Financial Reporting & Accounting

Excel Tips: The Value of SUMIFS for Multiple Criteria

VLOOKUP and HLOOKUP are probably the best-known formulas for getting data from another table. It is relatively simple to use as long as you are looking to just retrieve one data point using one criteria and the table (number of columns) never changes. However, SUMIFS are quickly becoming more used as users are looking at increasingly more detailed data sets and need to summarize the data across several dimensions.

Occasionally you can use a combination of LOOKUP and pivot tables to get to a summary result, but it quickly becomes cumbersome and difficult to update. SUMIFS can do much of what VLOOKUP can do but with even more functionality. SUMIFS doesn’t care about the column order or if new columns are added in between the lookup and return columns. SUMIFS returns the sum of all matching values and zero if there are no matching values. And finally, SUMIFS can look up or sum up values based on multiple criteria rather than just one

Imagine a scenario where you are looking at a data sheet with revenues and cost of goods by location, product and period and want to be able to get the data in a summary format:

Rather than creating a Pivot Table to then copy and paste it or link to the table, you can use a simple SUMIFS function to get the sum of the data. SUMIFS are written in the following order inside the SUMIFS brackets of which the first three terms are required:

  1. The cell reference with the values you want to sum up.
  2. The cell reference containing your criteria for eventual evaluation.
  3. The lookup value (your criteria).
  4. Optional: Second criteria column.
  5. Optional: Second lookup value.
  6. Etc.

For example, say you want Revenues in Los Angeles for January 2019. You would use the SUMIFS formula as follows:

=SUMIFS(E2:E13,B2:B13,”Los Angeles”,A2:A13,”Revenues”,D2:D13,”1/1/2019″)
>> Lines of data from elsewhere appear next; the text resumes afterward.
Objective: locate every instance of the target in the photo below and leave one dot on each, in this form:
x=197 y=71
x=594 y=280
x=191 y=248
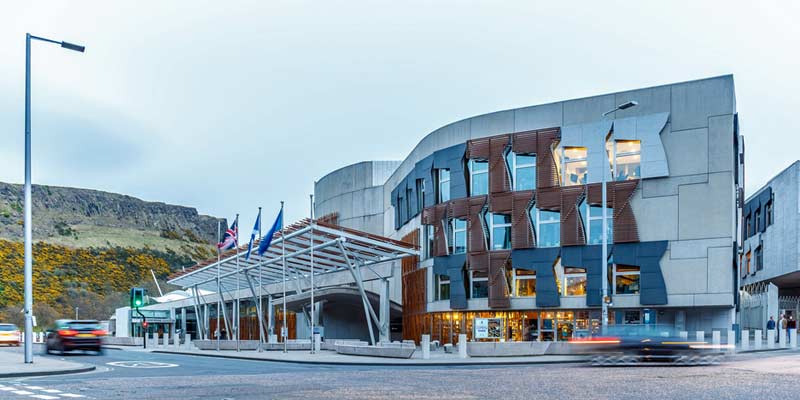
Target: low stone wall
x=122 y=341
x=388 y=350
x=507 y=349
x=330 y=344
x=225 y=344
The first part (E2:E13) contains the values you want to sum up. The second part (B2:B13) contains the column you want to lookup for the first criteria (“Los Angeles”). After that, it is optional how many criteria you want to add. In this example, we are also looking for “Revenues” in column A2:A13 and “1/1/209” in column D2:D13. If you do this, you should get a value of 170.
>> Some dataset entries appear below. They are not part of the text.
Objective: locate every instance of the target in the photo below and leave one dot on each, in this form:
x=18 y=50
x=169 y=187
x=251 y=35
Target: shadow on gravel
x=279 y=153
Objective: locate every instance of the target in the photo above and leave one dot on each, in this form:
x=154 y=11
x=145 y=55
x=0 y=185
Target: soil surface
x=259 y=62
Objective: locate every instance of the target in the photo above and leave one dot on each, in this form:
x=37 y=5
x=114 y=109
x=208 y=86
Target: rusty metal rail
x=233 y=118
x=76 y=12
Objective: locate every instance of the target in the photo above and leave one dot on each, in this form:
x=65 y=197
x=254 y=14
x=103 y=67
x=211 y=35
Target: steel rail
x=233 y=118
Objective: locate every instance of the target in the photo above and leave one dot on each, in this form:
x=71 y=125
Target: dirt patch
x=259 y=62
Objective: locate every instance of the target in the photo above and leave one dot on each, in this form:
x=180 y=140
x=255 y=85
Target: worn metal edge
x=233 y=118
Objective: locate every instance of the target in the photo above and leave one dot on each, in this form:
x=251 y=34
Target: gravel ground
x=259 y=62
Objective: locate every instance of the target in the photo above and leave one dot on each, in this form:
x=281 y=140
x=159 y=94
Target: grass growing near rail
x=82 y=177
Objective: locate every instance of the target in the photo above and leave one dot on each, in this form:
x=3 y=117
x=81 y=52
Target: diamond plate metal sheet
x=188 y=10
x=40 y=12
You can take this further and use SUMIFS functionality to summarize the entire data set into a basic P&L template displaying Revenues and COGS by location and product that looks like this:

The formula in cell B5 looks like this:

=SUMIFS(‘Data Set 1′!$E:$E,’Data Set 1′!$A:$A,’Summary 1′!$A$3,’Data Set 1′!$B:$B,’Summary 1′!$A$4,’Data Set 1′!$C:$C,’Summary 1′!$A5,’Data Set 1′!$D:$D,’Summary 1’!B$1)

‘Data Set 1’ is the Excel tab where the data lives. As you can see, it sums up column E based on looking up four criteria: The account, the location, the product and the period. When you reference cells as the lookup criteria, the only thing you need to be careful of is ensuring there are no typos or extra spaces. You also need to make sure that each column has the same number of rows in the formula (i.e., if you select row 2 to 13 for one criterion, you have to make sure ALL criteria reference row 2 to 13). Now, you can lock in the cells and copy the formulas across each column and row while ensuring the formulas use the correct lookup criteria to get to the summary P&L displayed above.
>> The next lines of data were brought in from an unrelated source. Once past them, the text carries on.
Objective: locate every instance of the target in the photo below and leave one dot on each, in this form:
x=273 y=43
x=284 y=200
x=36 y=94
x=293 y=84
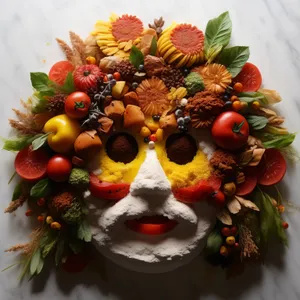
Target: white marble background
x=272 y=30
As you can see, it is a quick tool to use to sum up data. You can obviously use this formula to look up both vertically and horizontally depending on how the underlying data is displayed. As you get more comfortable with this functionality, you can edit the lookup criteria to be more sophisticated to include conditions such as greater or equal to (>=), unequal (<>), wildcards (*) etc.